Either way, the scope for natural disaster under the wings is of monumental proportions.

All the primary forest of the Malaysian state bordering Singapore – Johor – is now gone and the tremendous sprawl of scarred land, mostly covered by palm oil plantations, is expanding far towards the horizon. The predictable plantation grid pattern is only interrupted by motorways, contained human settlements, and by few, mostly palm oil-related industrial structures.

On the Indonesian side, the Island of Batam resembles a horror apocalyptic movie: there is always some thick smoke rising towards the sky, and there are clearly visible, badly planned and terribly constructed towns and villages. Water around the island is of a dubious, frightening color. The environmental destruction is absolute. Batam was supposed to be the Indonesian answer to Singapore. Indonesia was dreaming about a modern mega city with a super airport and port, dotted with factories, research centers and shopping facilities. But the turbo-capitalist country hoped that all this would be created by the private sector. That was of course, unrealistic. What followed was an absolute disaster.

As it is now, Batam is nothing more than a series of ‘Potemkin Villages’, complete with several potholed four-lane roads that lead nowhere.

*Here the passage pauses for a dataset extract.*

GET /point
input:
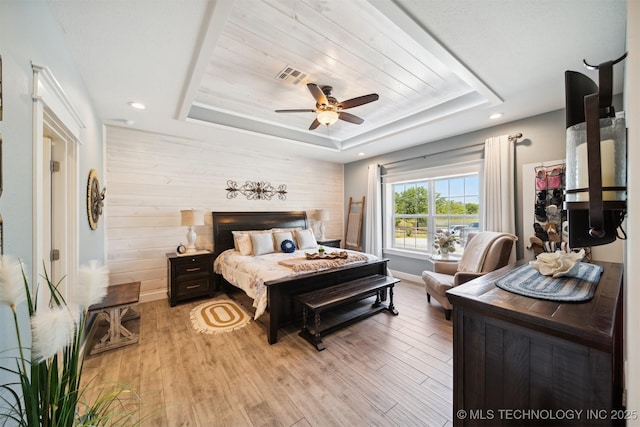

As for the research: there is hardly any science even in Jakarta or Bandung, let alone here. After several attempts to ‘save face’ and to cover up this massive failure, the island has been allowed to ‘sink’ back to where it had already been for several decades: a huge whorehouse for predominantly Singaporean and Malaysian sex tourists; a cheap shopping district selling mainly counterfeit goods, a place notorious for lacking even the most basic public services.

No heads were made to roll for this monumental and thoroughly stupid set of failures. The obedient business-owned media is hardly ever critical of the Indonesian regime and its business ‘elites’. But the impact of the ‘Batam experiment’ is enormous – there is no intact nature left on the entire island.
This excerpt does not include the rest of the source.